To ascertain the inhibitory effect of miR-210 inhibitor on cell motility in MG63 cells, scratch wound migration assays were performed. MG63 cells transfected with miR-210 inhibitor migrated at a significantly decreased rate compared with that of cells transfected with the negative control (P<0.01; Fig. 4A and B).

In addition, the ability of miR-210 to affect the invasiveness of MG63 cells was further investigated using the Transwell assay. The results showed that miR-210 inhibition significantly inhibited cell invasion compared with that in the scrambled group (P<0.01; Fig. 4C and D).

To determine the potential mechanism of the effect of miR-210 on cell migration and invasion, the levels of the cell invasion-associated proteins VEGF, MMP-2 and MMP-9 were assessed using western blot analysis.
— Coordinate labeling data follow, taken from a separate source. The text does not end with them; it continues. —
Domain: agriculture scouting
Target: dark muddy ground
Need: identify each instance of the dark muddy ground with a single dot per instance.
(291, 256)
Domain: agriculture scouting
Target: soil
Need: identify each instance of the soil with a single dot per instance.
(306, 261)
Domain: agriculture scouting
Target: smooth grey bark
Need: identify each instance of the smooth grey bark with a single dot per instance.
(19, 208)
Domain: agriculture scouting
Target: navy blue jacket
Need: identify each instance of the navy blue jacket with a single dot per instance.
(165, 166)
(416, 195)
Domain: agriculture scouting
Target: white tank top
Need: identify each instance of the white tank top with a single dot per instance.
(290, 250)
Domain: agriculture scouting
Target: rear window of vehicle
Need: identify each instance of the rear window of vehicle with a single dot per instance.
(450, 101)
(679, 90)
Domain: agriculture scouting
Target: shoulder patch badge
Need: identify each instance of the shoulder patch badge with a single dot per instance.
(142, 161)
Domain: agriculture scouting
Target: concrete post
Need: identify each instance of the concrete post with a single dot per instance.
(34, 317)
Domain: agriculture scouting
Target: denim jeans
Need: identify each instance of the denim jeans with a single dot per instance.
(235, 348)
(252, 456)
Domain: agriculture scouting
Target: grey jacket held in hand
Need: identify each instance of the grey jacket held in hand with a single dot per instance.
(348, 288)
As shown in Fig. 4E and F, VEGF, MMP-2 and MMP-9 protein expression were significantly decreased in the miR-210 inhibitor group compared with that in the scrambled group (P<0.05).
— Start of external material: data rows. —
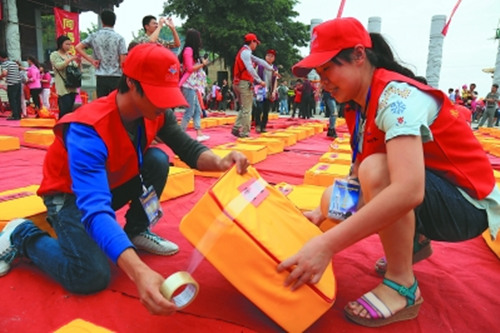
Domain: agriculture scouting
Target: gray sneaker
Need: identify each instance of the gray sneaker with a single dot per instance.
(153, 243)
(7, 250)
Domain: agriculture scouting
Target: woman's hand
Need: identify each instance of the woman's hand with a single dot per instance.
(308, 265)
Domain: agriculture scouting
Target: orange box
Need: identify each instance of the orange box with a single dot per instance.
(336, 158)
(211, 174)
(340, 148)
(289, 139)
(37, 122)
(305, 197)
(23, 202)
(323, 174)
(254, 153)
(9, 143)
(180, 182)
(318, 127)
(81, 326)
(274, 146)
(245, 228)
(39, 137)
(494, 245)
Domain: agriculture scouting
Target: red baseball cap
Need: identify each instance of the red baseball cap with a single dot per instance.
(157, 69)
(328, 39)
(249, 37)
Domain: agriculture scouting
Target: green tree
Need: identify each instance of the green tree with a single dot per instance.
(223, 23)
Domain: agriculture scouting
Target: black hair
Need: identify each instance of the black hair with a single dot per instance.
(380, 56)
(108, 18)
(60, 41)
(193, 40)
(146, 20)
(123, 86)
(34, 61)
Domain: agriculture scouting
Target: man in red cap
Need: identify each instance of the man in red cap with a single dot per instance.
(244, 76)
(100, 161)
(270, 78)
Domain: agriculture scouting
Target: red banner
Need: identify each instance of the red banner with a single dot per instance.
(67, 24)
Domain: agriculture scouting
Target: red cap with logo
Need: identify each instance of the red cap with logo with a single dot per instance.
(157, 69)
(251, 37)
(328, 39)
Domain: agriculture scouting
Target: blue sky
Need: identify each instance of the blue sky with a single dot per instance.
(468, 47)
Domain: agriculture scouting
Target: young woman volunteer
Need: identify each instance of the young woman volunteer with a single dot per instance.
(419, 166)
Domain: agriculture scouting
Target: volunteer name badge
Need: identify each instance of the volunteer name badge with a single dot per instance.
(151, 205)
(344, 199)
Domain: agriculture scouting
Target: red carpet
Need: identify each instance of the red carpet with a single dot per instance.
(459, 282)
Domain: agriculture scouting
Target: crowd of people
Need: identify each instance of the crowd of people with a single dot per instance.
(91, 170)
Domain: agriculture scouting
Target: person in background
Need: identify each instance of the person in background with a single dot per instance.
(10, 71)
(270, 77)
(100, 161)
(193, 81)
(152, 29)
(34, 81)
(244, 75)
(491, 101)
(110, 51)
(46, 81)
(60, 59)
(442, 190)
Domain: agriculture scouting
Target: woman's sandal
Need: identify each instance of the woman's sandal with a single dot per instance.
(380, 314)
(422, 249)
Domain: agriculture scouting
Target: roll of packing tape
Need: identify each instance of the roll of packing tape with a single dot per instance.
(180, 288)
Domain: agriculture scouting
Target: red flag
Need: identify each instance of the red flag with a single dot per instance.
(67, 24)
(445, 28)
(341, 9)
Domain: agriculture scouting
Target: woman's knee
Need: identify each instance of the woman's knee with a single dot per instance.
(373, 174)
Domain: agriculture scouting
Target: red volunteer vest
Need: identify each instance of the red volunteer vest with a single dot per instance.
(240, 71)
(455, 154)
(122, 163)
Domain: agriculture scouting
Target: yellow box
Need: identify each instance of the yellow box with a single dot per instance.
(254, 153)
(340, 148)
(39, 137)
(211, 174)
(210, 122)
(37, 122)
(305, 197)
(274, 146)
(81, 326)
(180, 182)
(301, 134)
(8, 143)
(309, 130)
(289, 139)
(336, 158)
(318, 127)
(245, 227)
(323, 174)
(24, 203)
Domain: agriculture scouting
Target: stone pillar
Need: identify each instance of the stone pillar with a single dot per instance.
(496, 75)
(375, 24)
(435, 55)
(12, 36)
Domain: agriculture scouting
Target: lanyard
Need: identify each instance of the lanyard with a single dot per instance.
(356, 141)
(139, 148)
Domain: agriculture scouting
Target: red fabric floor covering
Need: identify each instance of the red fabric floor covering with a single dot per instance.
(459, 282)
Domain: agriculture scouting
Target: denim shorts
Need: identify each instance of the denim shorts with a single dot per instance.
(445, 214)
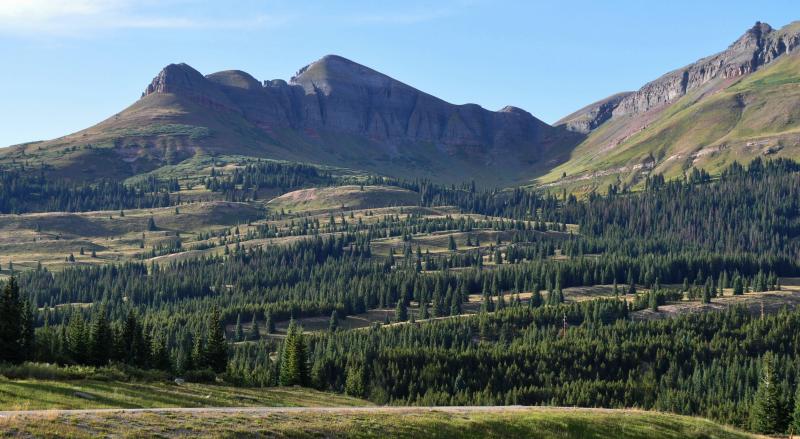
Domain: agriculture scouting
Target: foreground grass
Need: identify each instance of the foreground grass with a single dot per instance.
(377, 423)
(91, 394)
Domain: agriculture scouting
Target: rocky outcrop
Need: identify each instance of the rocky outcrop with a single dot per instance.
(758, 47)
(337, 95)
(592, 116)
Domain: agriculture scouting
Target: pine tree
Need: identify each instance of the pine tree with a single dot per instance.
(198, 356)
(269, 324)
(294, 360)
(159, 353)
(333, 323)
(768, 412)
(216, 347)
(100, 338)
(77, 340)
(10, 323)
(254, 334)
(239, 330)
(401, 311)
(795, 421)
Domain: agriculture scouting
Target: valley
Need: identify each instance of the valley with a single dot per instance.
(340, 254)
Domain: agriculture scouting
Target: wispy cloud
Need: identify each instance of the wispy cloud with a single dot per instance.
(399, 18)
(78, 17)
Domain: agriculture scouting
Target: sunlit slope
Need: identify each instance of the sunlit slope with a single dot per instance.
(756, 116)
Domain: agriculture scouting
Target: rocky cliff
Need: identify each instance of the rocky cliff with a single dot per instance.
(337, 95)
(759, 46)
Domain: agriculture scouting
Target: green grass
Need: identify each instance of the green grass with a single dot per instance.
(351, 197)
(34, 394)
(756, 116)
(512, 423)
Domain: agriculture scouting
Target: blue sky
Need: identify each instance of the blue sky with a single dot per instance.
(68, 64)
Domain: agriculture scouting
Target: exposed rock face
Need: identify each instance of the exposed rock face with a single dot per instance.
(590, 117)
(337, 95)
(759, 46)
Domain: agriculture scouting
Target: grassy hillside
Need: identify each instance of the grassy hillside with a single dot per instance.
(34, 394)
(114, 236)
(349, 197)
(379, 423)
(758, 115)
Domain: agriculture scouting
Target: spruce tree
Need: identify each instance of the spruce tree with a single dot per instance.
(239, 330)
(216, 347)
(100, 338)
(254, 333)
(294, 361)
(269, 324)
(10, 323)
(768, 412)
(401, 311)
(333, 323)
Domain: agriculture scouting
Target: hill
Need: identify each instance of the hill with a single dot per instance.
(348, 197)
(739, 104)
(445, 422)
(333, 112)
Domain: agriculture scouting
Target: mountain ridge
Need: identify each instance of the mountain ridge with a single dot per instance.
(332, 112)
(738, 104)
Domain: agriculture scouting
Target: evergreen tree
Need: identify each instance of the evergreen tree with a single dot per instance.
(653, 301)
(239, 330)
(11, 323)
(254, 334)
(333, 323)
(100, 338)
(294, 361)
(401, 311)
(768, 413)
(269, 324)
(216, 347)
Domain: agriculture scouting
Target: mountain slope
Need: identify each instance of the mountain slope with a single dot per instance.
(741, 103)
(333, 112)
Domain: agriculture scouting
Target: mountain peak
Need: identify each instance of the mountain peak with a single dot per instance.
(235, 78)
(174, 78)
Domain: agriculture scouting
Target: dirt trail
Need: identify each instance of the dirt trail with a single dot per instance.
(270, 410)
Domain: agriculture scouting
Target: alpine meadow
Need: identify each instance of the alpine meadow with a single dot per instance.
(339, 254)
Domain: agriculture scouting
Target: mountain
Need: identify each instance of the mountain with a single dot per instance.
(332, 112)
(741, 103)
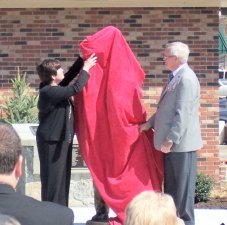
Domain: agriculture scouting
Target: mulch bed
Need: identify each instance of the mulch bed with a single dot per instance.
(213, 203)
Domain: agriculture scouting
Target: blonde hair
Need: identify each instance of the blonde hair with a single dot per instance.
(151, 208)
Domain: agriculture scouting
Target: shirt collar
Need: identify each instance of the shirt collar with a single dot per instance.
(179, 68)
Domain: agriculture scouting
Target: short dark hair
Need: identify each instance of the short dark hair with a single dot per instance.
(47, 69)
(10, 148)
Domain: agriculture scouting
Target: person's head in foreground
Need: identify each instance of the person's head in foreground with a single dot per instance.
(152, 208)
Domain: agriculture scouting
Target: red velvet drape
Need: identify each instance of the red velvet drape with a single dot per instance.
(122, 161)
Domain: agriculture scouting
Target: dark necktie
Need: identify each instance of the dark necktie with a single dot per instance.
(170, 77)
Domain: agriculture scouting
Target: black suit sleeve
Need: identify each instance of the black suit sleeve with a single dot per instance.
(72, 72)
(56, 94)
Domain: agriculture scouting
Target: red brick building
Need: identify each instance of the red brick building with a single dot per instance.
(33, 31)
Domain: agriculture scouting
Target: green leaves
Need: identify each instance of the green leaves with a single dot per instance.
(22, 106)
(204, 186)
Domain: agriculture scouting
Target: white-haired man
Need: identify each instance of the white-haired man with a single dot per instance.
(177, 129)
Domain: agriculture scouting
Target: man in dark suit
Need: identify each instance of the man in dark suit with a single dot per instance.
(177, 129)
(26, 210)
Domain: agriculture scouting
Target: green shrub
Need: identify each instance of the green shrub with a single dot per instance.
(203, 188)
(22, 106)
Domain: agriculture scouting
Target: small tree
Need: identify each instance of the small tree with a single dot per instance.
(22, 106)
(204, 186)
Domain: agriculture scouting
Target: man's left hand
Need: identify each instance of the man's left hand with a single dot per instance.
(166, 146)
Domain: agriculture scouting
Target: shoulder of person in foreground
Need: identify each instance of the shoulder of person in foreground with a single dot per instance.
(48, 212)
(8, 220)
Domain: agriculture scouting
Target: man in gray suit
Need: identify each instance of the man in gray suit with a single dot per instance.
(177, 129)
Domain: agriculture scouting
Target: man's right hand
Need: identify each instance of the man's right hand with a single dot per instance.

To further determine whether miR-210 affects OS tumor growth in vivo, MG63 cells engineered to stably over-express miR-210 inhibitor or the scrambled sequence were subcutaneously inoculated into nude mice (n=10), respectively, and the tumor growth was measured over 30 days. As shown in Fig. 5A, tumors in the miR-210 inhibitor group were significantly smaller than tumors in the negative control group. The average volume and weight of the tumors in miR-210 inhibitor group were significantly reduced compared with those in the scrambled group (P<0.05; Fig. 5B and C). These data collectively indicated that miR-210 was able to suppress OS tumor growth in vivo.